Experiment 037

bf16 rerank store: not a Pareto win

Perf record: 037-bf16-rerank.json. Cohere v3, 1M × 1024, cosine, Granite box. --quant binary --rotate 2 --batch 16 --rerank C [--rerank-store bf16].

The hypothesis

036 pointed at the tiled funnel's rerank being random-gather bandwidth-bound: C cache-cold 4 KB f32 rows per query. So store the rerank docs as bf16 (top 16 bits of f32 — kept exponent, 7-bit mantissa), halving the gather bytes, query left full precision (asymmetric). Expectation: QPS up, recall ~unchanged.

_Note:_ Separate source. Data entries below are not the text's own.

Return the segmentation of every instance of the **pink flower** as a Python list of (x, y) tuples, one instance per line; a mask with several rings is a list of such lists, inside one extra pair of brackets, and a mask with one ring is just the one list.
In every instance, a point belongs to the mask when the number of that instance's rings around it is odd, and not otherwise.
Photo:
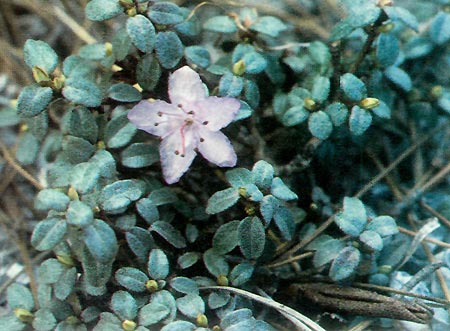
[(200, 76), (188, 66), (170, 76), (169, 98), (171, 103), (141, 101), (128, 113), (139, 129), (161, 138), (159, 154), (166, 182), (178, 182), (197, 152), (219, 167), (236, 165), (233, 146), (219, 130), (236, 117), (240, 102), (208, 96)]

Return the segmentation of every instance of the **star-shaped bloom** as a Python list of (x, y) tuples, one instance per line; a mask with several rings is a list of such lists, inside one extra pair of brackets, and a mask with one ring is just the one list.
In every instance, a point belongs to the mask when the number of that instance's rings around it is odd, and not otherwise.
[(236, 117), (240, 102), (208, 96), (200, 76), (188, 66), (169, 78), (168, 103), (141, 101), (128, 113), (139, 129), (161, 138), (159, 154), (164, 179), (179, 181), (197, 152), (219, 167), (236, 165), (236, 153), (220, 129)]

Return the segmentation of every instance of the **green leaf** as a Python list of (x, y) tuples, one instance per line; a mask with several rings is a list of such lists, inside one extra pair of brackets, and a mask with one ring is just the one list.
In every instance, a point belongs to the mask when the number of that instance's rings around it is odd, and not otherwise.
[(400, 21), (415, 32), (419, 32), (419, 21), (417, 18), (407, 9), (402, 7), (383, 7), (383, 10), (388, 14), (389, 18), (393, 21)]
[(0, 128), (14, 126), (20, 123), (17, 110), (12, 107), (0, 109)]
[(177, 305), (172, 293), (166, 290), (158, 291), (152, 295), (152, 302), (159, 303), (170, 309), (169, 315), (162, 321), (167, 324), (173, 321), (177, 314)]
[(47, 211), (50, 209), (65, 211), (69, 205), (69, 202), (69, 197), (64, 193), (53, 189), (44, 189), (39, 191), (37, 194), (34, 207), (41, 211)]
[(292, 213), (285, 207), (279, 207), (273, 214), (275, 224), (283, 236), (283, 239), (290, 241), (295, 232), (295, 222)]
[(411, 77), (399, 67), (390, 66), (384, 70), (386, 77), (405, 92), (412, 89)]
[(264, 160), (256, 162), (252, 168), (254, 183), (262, 190), (270, 189), (274, 173), (273, 166)]
[(64, 272), (64, 266), (57, 259), (47, 259), (38, 268), (39, 282), (54, 284)]
[(170, 307), (152, 300), (139, 310), (139, 325), (148, 326), (158, 323), (170, 314)]
[(200, 68), (207, 68), (211, 64), (211, 54), (203, 46), (189, 46), (184, 49), (184, 57), (188, 63), (192, 63)]
[(6, 297), (11, 309), (22, 308), (32, 311), (34, 308), (33, 295), (24, 285), (18, 283), (10, 285), (6, 291)]
[(400, 42), (392, 33), (380, 33), (377, 41), (377, 59), (383, 67), (395, 63), (400, 54)]
[(212, 292), (208, 296), (208, 307), (211, 309), (223, 307), (230, 301), (230, 299), (230, 293), (227, 291)]
[(225, 173), (225, 177), (227, 178), (228, 183), (235, 188), (239, 188), (247, 184), (254, 184), (252, 172), (245, 168), (228, 170)]
[(280, 200), (289, 201), (298, 199), (297, 194), (292, 192), (279, 177), (273, 179), (270, 192), (274, 197)]
[(273, 218), (273, 215), (277, 211), (277, 209), (280, 206), (280, 202), (277, 198), (275, 198), (273, 195), (266, 195), (260, 205), (259, 205), (259, 211), (261, 213), (261, 216), (263, 217), (264, 221), (266, 222), (266, 225), (270, 223), (270, 221)]
[(372, 115), (364, 108), (353, 106), (350, 114), (350, 132), (355, 136), (360, 136), (370, 127), (372, 124)]
[(164, 326), (161, 331), (194, 331), (195, 324), (187, 321), (175, 321)]
[(128, 35), (133, 44), (142, 52), (150, 53), (155, 47), (155, 27), (148, 18), (143, 15), (129, 17), (126, 23)]
[(217, 252), (214, 248), (210, 248), (203, 254), (203, 262), (205, 263), (206, 269), (216, 276), (226, 276), (228, 275), (229, 266), (224, 256)]
[(165, 279), (169, 275), (169, 260), (161, 249), (152, 249), (150, 252), (147, 271), (153, 279)]
[(261, 220), (254, 217), (244, 218), (238, 226), (239, 246), (247, 259), (257, 259), (263, 253), (266, 233)]
[(75, 136), (65, 136), (62, 141), (64, 157), (72, 164), (87, 161), (95, 152), (95, 147), (87, 140)]
[(113, 47), (113, 54), (116, 60), (124, 60), (127, 57), (132, 45), (131, 38), (128, 35), (126, 28), (120, 28), (119, 30), (117, 30), (117, 32), (113, 36), (111, 43)]
[(69, 204), (66, 213), (67, 223), (80, 228), (89, 226), (94, 221), (92, 208), (82, 201), (74, 200)]
[(229, 16), (214, 16), (203, 24), (205, 30), (219, 33), (234, 33), (237, 31), (236, 23)]
[(70, 173), (70, 184), (78, 193), (91, 191), (100, 177), (100, 169), (93, 163), (83, 162), (75, 165)]
[(133, 296), (126, 291), (117, 291), (111, 298), (111, 308), (123, 320), (134, 320), (138, 306)]
[(353, 30), (355, 30), (355, 27), (353, 27), (348, 20), (341, 20), (331, 30), (330, 42), (347, 37)]
[(39, 153), (40, 144), (36, 137), (29, 131), (20, 138), (16, 150), (16, 159), (21, 165), (31, 165)]
[(105, 128), (106, 145), (109, 148), (124, 147), (131, 141), (136, 131), (136, 126), (128, 120), (126, 113), (114, 117)]
[[(248, 102), (248, 104), (251, 105), (251, 107), (258, 108), (260, 101), (259, 87), (258, 84), (256, 84), (253, 80), (250, 79), (244, 80), (244, 96), (245, 100)], [(234, 121), (248, 118), (253, 113), (252, 109), (250, 109), (250, 111), (247, 111), (246, 115), (244, 116), (244, 109), (242, 107), (242, 103), (243, 101), (241, 101), (241, 109), (239, 110), (239, 113), (234, 119)]]
[(319, 110), (309, 117), (308, 128), (314, 137), (325, 140), (333, 132), (333, 123), (326, 112)]
[(329, 276), (334, 281), (346, 279), (356, 272), (361, 253), (355, 247), (346, 247), (339, 252), (330, 267)]
[(308, 47), (311, 60), (320, 65), (327, 65), (331, 60), (328, 46), (321, 41), (313, 41)]
[(106, 47), (103, 43), (84, 45), (78, 54), (86, 60), (100, 61), (106, 57)]
[(119, 248), (114, 230), (98, 219), (83, 229), (83, 241), (93, 257), (100, 263), (112, 261)]
[(5, 315), (0, 317), (0, 329), (8, 331), (21, 331), (27, 327), (27, 324), (22, 323), (13, 315)]
[(136, 203), (136, 209), (139, 215), (148, 223), (152, 224), (159, 220), (159, 211), (156, 205), (149, 198), (140, 199)]
[(160, 77), (161, 66), (152, 53), (147, 53), (139, 59), (136, 66), (136, 79), (144, 90), (152, 91)]
[(359, 235), (359, 240), (375, 251), (381, 251), (383, 249), (383, 239), (375, 231), (366, 230), (362, 232)]
[(58, 55), (46, 42), (28, 39), (23, 46), (23, 57), (30, 69), (37, 66), (51, 74), (58, 65)]
[(102, 91), (93, 82), (85, 79), (69, 78), (62, 90), (64, 97), (86, 107), (98, 107), (102, 103)]
[(140, 227), (132, 227), (129, 229), (125, 237), (128, 246), (141, 262), (145, 262), (148, 253), (155, 246), (153, 237), (150, 232)]
[(36, 331), (50, 331), (56, 325), (56, 318), (49, 309), (42, 308), (34, 313), (32, 325)]
[(184, 46), (178, 35), (173, 31), (159, 32), (156, 35), (156, 57), (165, 69), (172, 69), (180, 62)]
[(443, 45), (450, 40), (450, 14), (439, 12), (431, 22), (430, 37), (437, 45)]
[[(190, 293), (177, 299), (177, 308), (184, 315), (195, 319), (199, 314), (205, 313), (203, 299), (195, 293)], [(183, 329), (184, 331), (184, 329)]]
[(41, 87), (37, 84), (23, 88), (17, 100), (17, 111), (22, 117), (33, 117), (47, 108), (53, 98), (50, 87)]
[(39, 251), (52, 249), (63, 240), (67, 223), (58, 218), (40, 221), (34, 228), (31, 244)]
[[(318, 239), (320, 239), (320, 237), (312, 243), (315, 243)], [(320, 243), (315, 246), (316, 252), (314, 253), (313, 258), (314, 267), (320, 268), (328, 262), (334, 260), (344, 247), (345, 243), (343, 241), (326, 236), (325, 240), (321, 240)], [(308, 249), (313, 248), (308, 247)]]
[(299, 106), (289, 108), (282, 116), (281, 122), (285, 126), (294, 126), (306, 121), (309, 117), (309, 111), (303, 107), (303, 100)]
[(353, 74), (346, 73), (341, 76), (341, 89), (352, 101), (360, 101), (367, 97), (366, 85)]
[(92, 112), (83, 106), (74, 108), (69, 115), (70, 135), (83, 138), (94, 144), (98, 138), (98, 125)]
[(347, 106), (340, 102), (333, 102), (325, 108), (325, 112), (330, 116), (334, 126), (344, 124), (348, 117)]
[(117, 0), (91, 0), (86, 5), (86, 17), (92, 21), (104, 21), (123, 11)]
[(142, 99), (141, 93), (138, 90), (125, 83), (112, 85), (108, 89), (108, 96), (111, 99), (121, 102), (136, 102)]
[(133, 292), (144, 292), (145, 283), (149, 280), (142, 271), (130, 267), (120, 268), (116, 271), (115, 277), (120, 285)]
[(260, 202), (263, 198), (262, 192), (255, 184), (247, 184), (239, 188), (239, 194), (245, 199), (254, 202)]
[(198, 294), (197, 283), (187, 277), (175, 277), (170, 281), (170, 286), (183, 294)]
[(168, 187), (153, 190), (148, 198), (155, 206), (167, 205), (178, 201), (176, 194)]
[(316, 76), (313, 81), (311, 96), (314, 100), (323, 102), (330, 94), (330, 79), (328, 77)]
[(249, 29), (275, 38), (280, 32), (285, 31), (287, 26), (276, 17), (263, 16), (251, 24)]
[(199, 260), (198, 253), (187, 252), (178, 258), (177, 263), (181, 269), (187, 269), (196, 264), (198, 260)]
[(101, 177), (111, 178), (116, 175), (116, 161), (107, 150), (100, 149), (95, 152), (90, 162), (97, 166)]
[[(253, 318), (252, 311), (248, 308), (242, 308), (235, 311), (232, 311), (228, 314), (226, 314), (222, 320), (220, 321), (220, 327), (222, 330), (227, 330), (229, 328), (232, 328), (233, 326), (236, 326), (236, 324), (239, 324), (243, 321), (250, 320)], [(237, 329), (239, 330), (239, 329)], [(251, 330), (251, 329), (246, 329)]]
[(214, 193), (209, 199), (206, 206), (206, 213), (217, 214), (220, 213), (234, 204), (239, 200), (239, 191), (230, 187), (225, 190)]
[(379, 101), (380, 105), (378, 107), (372, 108), (372, 112), (380, 118), (390, 119), (391, 109), (384, 101), (382, 100)]
[(75, 267), (64, 270), (63, 274), (54, 284), (56, 298), (66, 300), (75, 288), (77, 277), (77, 269)]
[(244, 79), (227, 72), (219, 82), (219, 94), (227, 97), (238, 97), (244, 88)]
[(397, 224), (391, 216), (375, 217), (369, 222), (366, 229), (375, 231), (382, 237), (392, 236), (399, 232)]
[(154, 222), (151, 227), (151, 231), (155, 231), (161, 237), (163, 237), (169, 244), (176, 248), (185, 248), (186, 240), (181, 233), (175, 229), (170, 223), (164, 221)]
[(184, 21), (180, 7), (171, 2), (157, 2), (149, 8), (149, 18), (159, 25), (175, 25)]
[(230, 272), (230, 281), (233, 286), (241, 286), (249, 281), (253, 275), (255, 267), (248, 262), (236, 265)]
[(336, 224), (349, 236), (357, 237), (367, 224), (364, 204), (358, 198), (344, 198), (344, 209), (335, 217)]
[(219, 254), (231, 252), (238, 245), (239, 221), (222, 224), (213, 237), (213, 248)]

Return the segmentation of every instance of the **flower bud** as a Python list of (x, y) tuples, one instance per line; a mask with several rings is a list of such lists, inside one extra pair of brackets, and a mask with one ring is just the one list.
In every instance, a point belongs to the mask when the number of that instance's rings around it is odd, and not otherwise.
[(206, 317), (205, 314), (198, 314), (195, 322), (200, 328), (208, 327), (208, 317)]
[(119, 4), (126, 9), (134, 7), (133, 0), (119, 0)]
[(225, 275), (220, 275), (219, 277), (217, 277), (217, 285), (228, 286), (228, 277)]
[(236, 76), (242, 76), (245, 72), (245, 62), (244, 60), (239, 60), (233, 64), (233, 74)]
[(14, 309), (14, 315), (23, 323), (31, 323), (34, 319), (33, 313), (23, 308)]
[(57, 76), (53, 79), (53, 87), (57, 90), (61, 90), (64, 87), (66, 77), (64, 75)]
[(75, 261), (70, 255), (56, 255), (56, 259), (68, 267), (75, 266)]
[(361, 108), (373, 109), (380, 105), (380, 100), (377, 98), (364, 98), (359, 102)]
[(45, 69), (34, 66), (32, 69), (33, 78), (36, 83), (42, 83), (42, 82), (48, 82), (50, 80), (50, 76), (48, 75), (47, 71)]
[(387, 264), (385, 264), (385, 265), (380, 265), (379, 267), (378, 267), (378, 272), (380, 273), (380, 274), (390, 274), (391, 272), (392, 272), (392, 266), (391, 265), (387, 265)]
[(158, 286), (158, 282), (154, 279), (150, 279), (145, 283), (145, 288), (150, 292), (150, 293), (155, 293), (156, 291), (158, 291), (159, 286)]
[(395, 28), (395, 24), (392, 22), (386, 23), (378, 27), (377, 32), (378, 33), (388, 33), (392, 31), (392, 29)]
[(113, 45), (111, 43), (105, 43), (105, 54), (111, 56), (113, 54)]
[(129, 17), (136, 16), (136, 15), (137, 15), (137, 10), (136, 10), (136, 8), (135, 8), (135, 7), (132, 7), (132, 8), (127, 9), (127, 15), (128, 15)]
[(311, 98), (305, 98), (305, 100), (303, 100), (303, 102), (304, 102), (305, 108), (308, 110), (314, 110), (317, 106), (317, 103)]
[(69, 187), (69, 189), (67, 190), (67, 196), (70, 198), (70, 200), (80, 200), (78, 192), (73, 186)]
[(136, 330), (136, 326), (136, 322), (134, 321), (125, 320), (122, 322), (122, 329), (125, 331), (134, 331)]
[(78, 319), (78, 317), (71, 315), (69, 317), (66, 318), (66, 323), (70, 324), (70, 325), (75, 325), (75, 324), (80, 324), (80, 320)]
[(442, 92), (444, 92), (444, 89), (441, 85), (435, 85), (431, 88), (431, 97), (434, 99), (439, 99), (442, 96)]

Result — no speed, and recall drops

C	store	recall@10	QPS	p50
1000	f32	0.9960	849	11.10 ms
1000	bf16	0.9918	862	11.29 ms
2000	f32	0.9990	735	12.63 ms
2000	bf16	0.9945	728	13.34 ms
4000	f32	0.9998	580	15.47 ms
4000	bf16	0.9953	560	15.45 ms

QPS is flat-to-worse (+1.4% / −1% / −3.4%) and recall drops ~0.4 pts. Net negative.

Why it didn't work

The bytes saved aren't free to use. Each bf16 element needs a decode (<<16 → f32) before the subtract — that per-element compute offsets the halved memory traffic, especially since after rotation+tiling the rerank kernel is already efficient.
Rerank isn't the whole cost. Even in the tiled funnel the binary scan is a comparable or larger share, so halving part of the rerank's bytes moves the total only single digits — and the decode eats that.
7-bit mantissa costs recall (~0.4 pts) — a real sacrifice, which the goal forbids.

Takeaway

Two routes now exhausted (036 fewer-flops, 037 fewer-bytes): the binary funnel's rerank can't be made lossless-faster from this angle. Combined with the scan being at the popcount/bandwidth floor (012/016/023/024), the funnel is effectively Pareto-optimal — the only remaining no-sacrifice lever is exact-equivalent tile tuning (038). bf16 remains useful purely as a memory option (rerank store 3.9 → 1.95 GB) when RAM, not recall, is the constraint.